Heavy load puts teacher retention at risk

Considering all the positive outcomes arising from our public schools in recent years, it is somewhat disheartening to see the issue of turnover rearing its ugly head once more. All our advances will be for naught if this community fails to entice educators to spend their careers right here.

How has it come to this, again?

A nearly completed career in public education leads me to a single, inescapable conclusion. Call this Haines’ law: Systems of labor requiring unsustainable effort can never be taken to scale. 

Teachers quickly realize that the assigned goal of reaching every child requires the deployment of nearly every waking hour to the preparation, delivery and evaluation of instruction. The persistent call of “Teacher Do More!” plays quite poorly to those dedicated altruists who already devote nearly their entire existence to improving the lives of children.

Valiant efforts do occur. Those stories can be inspirational, even transformational, but they have yet to be proven sustainable over time in the public schools, especially in public schools where poverty is prevalent.

Periodically, anomalous improvements in academic performance are generated in challenged schools. Such results most often involve a charismatic leader who inspires educators to heroic efforts on behalf of children.
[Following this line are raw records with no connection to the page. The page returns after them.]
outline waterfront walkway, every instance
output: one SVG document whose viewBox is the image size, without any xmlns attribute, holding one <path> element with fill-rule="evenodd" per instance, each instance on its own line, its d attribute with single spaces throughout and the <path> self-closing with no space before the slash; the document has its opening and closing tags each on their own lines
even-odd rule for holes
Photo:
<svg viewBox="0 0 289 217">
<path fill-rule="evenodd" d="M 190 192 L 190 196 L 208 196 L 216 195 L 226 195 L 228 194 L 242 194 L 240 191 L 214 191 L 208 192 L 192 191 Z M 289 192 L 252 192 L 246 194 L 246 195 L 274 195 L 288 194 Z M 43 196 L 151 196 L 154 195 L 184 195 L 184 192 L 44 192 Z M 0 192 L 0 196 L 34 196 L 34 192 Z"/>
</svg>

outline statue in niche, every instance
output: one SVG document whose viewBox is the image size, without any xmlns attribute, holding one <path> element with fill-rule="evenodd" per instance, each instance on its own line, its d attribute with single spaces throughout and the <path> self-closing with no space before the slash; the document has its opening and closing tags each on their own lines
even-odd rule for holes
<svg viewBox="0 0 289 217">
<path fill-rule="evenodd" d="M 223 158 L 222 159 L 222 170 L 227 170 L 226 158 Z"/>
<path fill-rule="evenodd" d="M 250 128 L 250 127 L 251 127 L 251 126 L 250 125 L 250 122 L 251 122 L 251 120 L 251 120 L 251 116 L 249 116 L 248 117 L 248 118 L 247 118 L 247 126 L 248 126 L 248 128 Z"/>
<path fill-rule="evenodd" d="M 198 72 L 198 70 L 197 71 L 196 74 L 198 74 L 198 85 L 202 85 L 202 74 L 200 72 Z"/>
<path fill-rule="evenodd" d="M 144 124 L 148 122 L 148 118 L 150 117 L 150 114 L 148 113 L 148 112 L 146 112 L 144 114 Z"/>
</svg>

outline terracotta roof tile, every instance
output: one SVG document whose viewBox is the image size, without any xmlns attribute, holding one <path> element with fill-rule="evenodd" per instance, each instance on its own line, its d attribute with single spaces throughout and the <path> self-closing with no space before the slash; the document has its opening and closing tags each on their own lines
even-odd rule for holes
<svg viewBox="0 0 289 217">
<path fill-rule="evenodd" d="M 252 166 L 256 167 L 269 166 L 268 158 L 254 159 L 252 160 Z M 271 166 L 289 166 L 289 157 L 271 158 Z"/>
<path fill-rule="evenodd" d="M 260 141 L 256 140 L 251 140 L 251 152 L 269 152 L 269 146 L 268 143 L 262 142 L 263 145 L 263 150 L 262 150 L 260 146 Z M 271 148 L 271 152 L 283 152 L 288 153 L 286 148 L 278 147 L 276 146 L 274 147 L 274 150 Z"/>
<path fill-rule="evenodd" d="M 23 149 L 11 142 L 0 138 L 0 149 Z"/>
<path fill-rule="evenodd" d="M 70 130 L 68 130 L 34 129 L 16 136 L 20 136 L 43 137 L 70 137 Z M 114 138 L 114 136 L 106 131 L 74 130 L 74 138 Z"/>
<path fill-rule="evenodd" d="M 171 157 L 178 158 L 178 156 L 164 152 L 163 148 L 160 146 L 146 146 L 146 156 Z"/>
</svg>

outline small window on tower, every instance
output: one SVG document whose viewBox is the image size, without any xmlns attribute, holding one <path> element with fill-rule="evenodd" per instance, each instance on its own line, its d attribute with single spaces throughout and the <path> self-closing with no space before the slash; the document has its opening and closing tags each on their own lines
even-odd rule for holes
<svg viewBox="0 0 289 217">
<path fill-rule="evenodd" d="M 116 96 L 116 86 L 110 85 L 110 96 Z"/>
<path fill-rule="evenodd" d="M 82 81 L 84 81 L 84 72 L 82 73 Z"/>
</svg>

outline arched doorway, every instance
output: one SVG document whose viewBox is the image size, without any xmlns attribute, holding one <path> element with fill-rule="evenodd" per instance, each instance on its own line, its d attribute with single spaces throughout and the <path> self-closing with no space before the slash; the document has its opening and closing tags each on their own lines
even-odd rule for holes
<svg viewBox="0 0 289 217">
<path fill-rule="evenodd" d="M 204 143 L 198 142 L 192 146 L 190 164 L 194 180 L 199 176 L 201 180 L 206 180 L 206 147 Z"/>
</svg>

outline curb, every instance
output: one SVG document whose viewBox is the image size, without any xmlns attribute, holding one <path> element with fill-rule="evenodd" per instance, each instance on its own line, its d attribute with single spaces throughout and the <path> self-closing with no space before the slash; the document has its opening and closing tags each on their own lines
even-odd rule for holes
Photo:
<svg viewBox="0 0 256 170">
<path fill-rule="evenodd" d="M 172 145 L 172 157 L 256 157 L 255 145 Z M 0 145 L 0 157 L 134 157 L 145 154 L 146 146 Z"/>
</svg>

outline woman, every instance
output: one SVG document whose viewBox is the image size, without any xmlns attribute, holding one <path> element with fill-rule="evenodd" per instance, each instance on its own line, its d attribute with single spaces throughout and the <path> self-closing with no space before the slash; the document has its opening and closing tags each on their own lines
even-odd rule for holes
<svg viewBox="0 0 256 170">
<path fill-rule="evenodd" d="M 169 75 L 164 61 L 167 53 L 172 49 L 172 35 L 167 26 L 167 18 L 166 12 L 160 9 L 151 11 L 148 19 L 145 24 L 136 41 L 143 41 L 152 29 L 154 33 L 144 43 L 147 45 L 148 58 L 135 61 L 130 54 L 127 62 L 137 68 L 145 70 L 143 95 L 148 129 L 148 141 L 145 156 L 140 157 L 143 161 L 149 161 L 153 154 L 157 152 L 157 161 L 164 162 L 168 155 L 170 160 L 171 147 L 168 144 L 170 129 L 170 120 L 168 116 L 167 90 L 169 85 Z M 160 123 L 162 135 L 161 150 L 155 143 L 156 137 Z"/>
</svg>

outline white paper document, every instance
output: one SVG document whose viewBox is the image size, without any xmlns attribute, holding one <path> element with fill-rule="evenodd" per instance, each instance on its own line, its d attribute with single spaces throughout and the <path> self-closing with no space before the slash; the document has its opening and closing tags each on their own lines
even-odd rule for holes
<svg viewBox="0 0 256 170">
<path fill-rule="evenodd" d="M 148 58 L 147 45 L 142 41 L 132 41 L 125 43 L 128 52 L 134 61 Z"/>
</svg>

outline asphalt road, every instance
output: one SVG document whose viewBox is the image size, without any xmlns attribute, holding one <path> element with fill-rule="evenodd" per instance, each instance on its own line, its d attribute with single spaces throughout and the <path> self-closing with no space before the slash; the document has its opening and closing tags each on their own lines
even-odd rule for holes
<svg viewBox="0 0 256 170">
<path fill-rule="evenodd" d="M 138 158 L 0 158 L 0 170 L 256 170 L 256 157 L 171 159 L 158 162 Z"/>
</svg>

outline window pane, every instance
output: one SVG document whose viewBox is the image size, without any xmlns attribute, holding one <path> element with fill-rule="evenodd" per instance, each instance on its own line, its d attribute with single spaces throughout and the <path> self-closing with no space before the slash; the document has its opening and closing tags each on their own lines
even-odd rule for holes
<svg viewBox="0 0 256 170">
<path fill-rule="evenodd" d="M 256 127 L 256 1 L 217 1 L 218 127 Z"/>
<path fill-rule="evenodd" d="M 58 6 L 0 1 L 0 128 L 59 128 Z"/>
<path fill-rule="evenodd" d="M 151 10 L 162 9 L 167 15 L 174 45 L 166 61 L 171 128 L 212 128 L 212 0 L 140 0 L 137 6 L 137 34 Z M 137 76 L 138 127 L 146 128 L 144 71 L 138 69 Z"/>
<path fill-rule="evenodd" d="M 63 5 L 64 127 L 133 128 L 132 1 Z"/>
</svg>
Much-ballyhooed successes invariably lead to promotions and transfers of valuable personnel in the attempt to seed other sites in the hope of generating like results.

Most frequently, in just a handful of years, such success stories begin the inexorable slide back to the mean. Simply put, there are limits to human endurance and patience. Heroism arises occasionally in extraordinary circumstances. It cannot be sustained as a workload or lifestyle.

In this age of increased scrutiny and accountability for educators, there will be some who ridicule the idea that teachers are assigned an unreasonable number of tasks to perform on any given day. Educators, however, know that the design and delivery of effective instruction too often becomes an afterthought on the administrative flow chart.

If this community fails to support and empower our highly performing teachers, those instructional leaders certainly will be the ones to seek out employers who will. It will be our children who suffer form our failure to learn form past mistakes.